Ao descrever as maneiras como o senador Flávio Bolsonaro teria lavado o dinheiro supostamente arrecadado com a prática de “rachadinha” em seu antigo gabinete na Alerj, o Ministério Público do Rio (MP-RJ) cita a ajuda do sargento da Polícia Militar do Rio Diego Sodré de Castro Ambrósio. Ele pagou, em 2016, um boleto no valor de R$ 16,5 mil em nome da mulher de Flávio, referente a uma parcela da compra de um imóvel do casal. À época em que pagou essa parcela, Ambrósio recebia como cabo da PM remuneração líquida de R$ 4,7 mil, menos de um terço do valor do boleto.
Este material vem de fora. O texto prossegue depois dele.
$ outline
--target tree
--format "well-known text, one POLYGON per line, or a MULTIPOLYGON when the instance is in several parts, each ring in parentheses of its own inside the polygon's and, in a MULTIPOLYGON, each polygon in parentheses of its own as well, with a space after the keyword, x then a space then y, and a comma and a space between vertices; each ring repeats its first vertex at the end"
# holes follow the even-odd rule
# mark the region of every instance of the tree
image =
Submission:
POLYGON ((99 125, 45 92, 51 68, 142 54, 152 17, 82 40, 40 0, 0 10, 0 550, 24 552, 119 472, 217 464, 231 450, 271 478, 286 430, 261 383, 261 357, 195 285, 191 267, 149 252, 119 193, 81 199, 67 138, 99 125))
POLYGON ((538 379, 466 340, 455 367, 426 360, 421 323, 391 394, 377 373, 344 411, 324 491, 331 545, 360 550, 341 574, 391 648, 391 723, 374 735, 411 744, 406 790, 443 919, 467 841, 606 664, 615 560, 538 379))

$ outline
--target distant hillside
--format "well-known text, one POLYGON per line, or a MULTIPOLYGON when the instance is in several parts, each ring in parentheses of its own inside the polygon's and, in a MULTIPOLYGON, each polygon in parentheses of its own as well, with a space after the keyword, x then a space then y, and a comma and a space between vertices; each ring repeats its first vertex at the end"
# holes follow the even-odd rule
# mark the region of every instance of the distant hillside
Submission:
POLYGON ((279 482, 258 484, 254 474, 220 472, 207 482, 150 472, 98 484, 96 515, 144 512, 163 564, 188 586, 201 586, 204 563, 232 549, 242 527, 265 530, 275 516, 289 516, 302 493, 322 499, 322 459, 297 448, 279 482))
Além disso, entre 2015 e 2018, foram identificados depósitos em cheque e transferências bancárias do próprio Ambrósio e de sua empresa, a Santa Clara Serviços, para a conta corrente da loja de chocolates de Flávio, num total de R$ 21,1 mil. O MP afirma que a contabilidade da loja era usada para mascarar dinheiro devolvido por seus assessores na Alerj.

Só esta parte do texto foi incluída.